At the Rome G7 event on 30-31 October, the leaders among the two most populous (and relevant) countries in the world were absent: we are obviously talking about China and Russia. Xi Jinping and Vladimir Putin had chosen, for different reasons, to not appear in Italy, as they had previously done on the occasion of the extraordinary G20 on Afghanistan a few weeks before. They did speak via videoconference, yet diplomacy is done face to face, even amidst the pandemic. Beijing and Moscow no longer acquiesce to the line imposed by others and feel strong enough to sit at tables where they know they can deal the cards. That is why there are already some opinion makers who speak of a new phase of multilateralism, naming it "mini-lateralism," which refers to small regional or thematic organizations and platforms that pursue the common interests of smaller groups, overcoming the problem of veto rights or global cooperation which in an age of protectionism, sovereignty and “technological cold-wars” seems very difficult to maintain. Both Beijing and Moscow are insisting on alternative platforms to the established ones, which they perceive as Western-led and therefore “hostile.” In the case of Afghanistan, for example, China and Russia meet regularly in formats that involve the countries of Central or South Asia but not Western ones. Their rhetoric also is taking on an increasingly clearer dynamic: the G20, the G7 and other like organizations are platforms for the "rich and powerful Westerners," while they, in contrast, work with developing countries.

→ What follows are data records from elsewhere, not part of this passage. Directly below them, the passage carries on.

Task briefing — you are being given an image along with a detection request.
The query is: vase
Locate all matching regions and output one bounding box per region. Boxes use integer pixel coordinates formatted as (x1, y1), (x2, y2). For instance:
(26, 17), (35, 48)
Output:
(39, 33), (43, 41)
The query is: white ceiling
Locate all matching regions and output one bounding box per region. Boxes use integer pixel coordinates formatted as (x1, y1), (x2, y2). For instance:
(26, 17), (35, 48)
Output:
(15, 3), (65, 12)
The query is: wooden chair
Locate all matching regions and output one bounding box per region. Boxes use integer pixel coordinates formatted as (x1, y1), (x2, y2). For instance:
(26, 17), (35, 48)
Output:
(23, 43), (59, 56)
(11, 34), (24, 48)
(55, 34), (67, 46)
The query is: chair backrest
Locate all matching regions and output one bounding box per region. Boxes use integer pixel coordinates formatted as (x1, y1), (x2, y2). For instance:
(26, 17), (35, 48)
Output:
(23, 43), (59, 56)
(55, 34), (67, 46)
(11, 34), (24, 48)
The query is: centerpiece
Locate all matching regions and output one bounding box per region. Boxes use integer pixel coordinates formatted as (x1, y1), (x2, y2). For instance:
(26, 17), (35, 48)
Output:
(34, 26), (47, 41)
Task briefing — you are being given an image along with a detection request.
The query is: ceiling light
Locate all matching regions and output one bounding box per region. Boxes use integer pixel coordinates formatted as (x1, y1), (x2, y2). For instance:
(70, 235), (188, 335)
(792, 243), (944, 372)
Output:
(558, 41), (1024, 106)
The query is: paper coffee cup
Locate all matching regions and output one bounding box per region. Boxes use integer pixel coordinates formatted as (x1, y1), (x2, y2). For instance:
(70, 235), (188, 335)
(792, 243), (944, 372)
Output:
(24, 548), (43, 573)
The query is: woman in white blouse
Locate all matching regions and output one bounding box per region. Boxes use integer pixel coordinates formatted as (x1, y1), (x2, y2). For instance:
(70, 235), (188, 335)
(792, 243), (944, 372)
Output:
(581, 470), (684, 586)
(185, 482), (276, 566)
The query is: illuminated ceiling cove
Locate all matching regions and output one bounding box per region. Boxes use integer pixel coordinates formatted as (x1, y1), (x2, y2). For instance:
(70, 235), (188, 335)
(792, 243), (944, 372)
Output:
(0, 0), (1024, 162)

If these two giants no longer hold to the international rules to which they subscribed, does it make sense to talk about them in forums such as NATO or the EU where the two big powers are not present and relevant decisions cannot be had? Perhaps a viable solution will be to revise the obsolete decision-making mechanism of the United Nations, eliminating the vetoes and creating a new Security Council consisting of “coalition” seats such as NATO, the EU, the AU, the Arab League and so on. Perhaps this will bring a much needed change in the tunes being sung these days.